We’ll see how that experiment goes.

This was from a year or so ago.

For all this…you’d think I’d be better at painting them, but I feel woefully inadequate. It has taken me forever to render a succulent that I actually felt proud of. But, I did! Finally. I’ve managed a little better with roses, but I’ve been at roses longer.  

I guess that’s a huge part of both gardening and painting, you just have to keep practicing, keep training the eye, keep trying. And…possibly read the instructions.

(A number of these pieces are for sale on Redbubble)

A love affair with birds

I don’t know who started it, but I belong to a family of birders. Compared to a truly avid birder, we aren’t, but compared to the folks who aren’t sure what a robin is, we’re absolute bird nerds.

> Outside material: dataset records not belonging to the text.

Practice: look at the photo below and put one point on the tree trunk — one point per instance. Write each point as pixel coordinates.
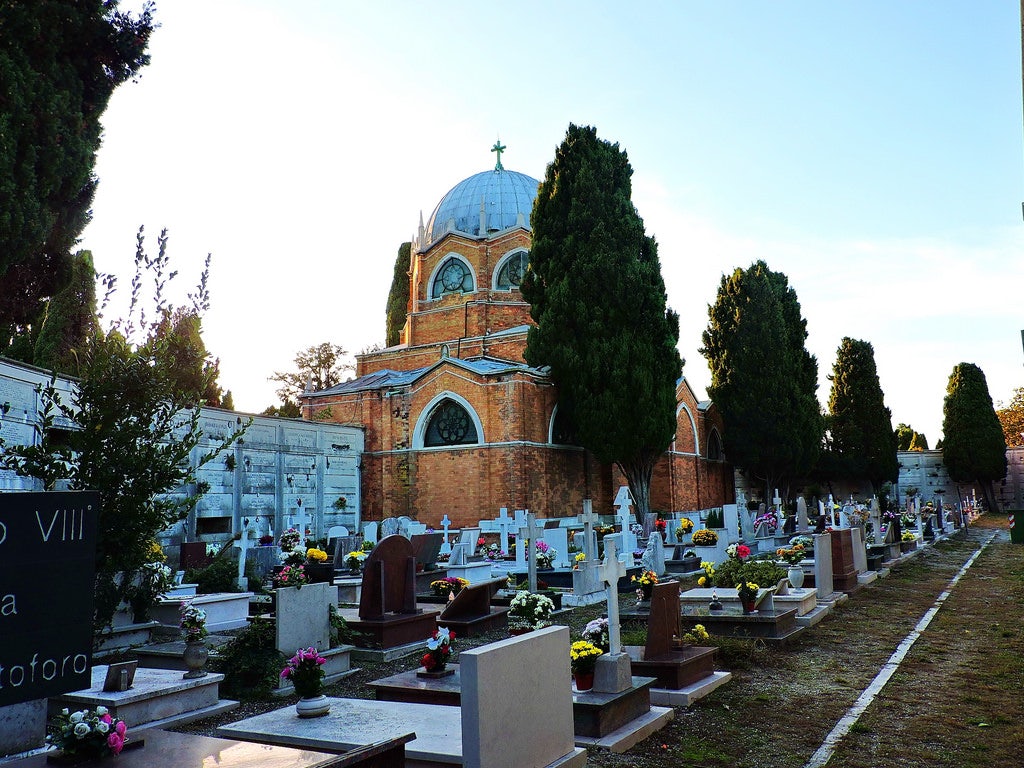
(638, 473)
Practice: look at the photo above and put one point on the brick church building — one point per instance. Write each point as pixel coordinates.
(456, 422)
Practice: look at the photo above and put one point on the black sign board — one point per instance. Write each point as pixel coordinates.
(47, 569)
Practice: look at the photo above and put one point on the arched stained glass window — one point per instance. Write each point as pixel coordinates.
(453, 276)
(450, 424)
(511, 272)
(714, 446)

I think this is a wren. I should have written it down.

Growing up, we had a couple blue bird houses in back and a hummingbird feeder hanging off the deck. But my grandparents maintained a monstrous contraption of a bird feeder, with suet, thistle, sunflower, and probably a couple other extensions. My grandfather had a longstanding contest with the local squirrels, but unlike me he was actually pretty successful in building baffles to keep the little moochers off. It wasn’t until recently that the trees had gotten too big and too close, and the squirrels could just LEAP directly onto the feeder.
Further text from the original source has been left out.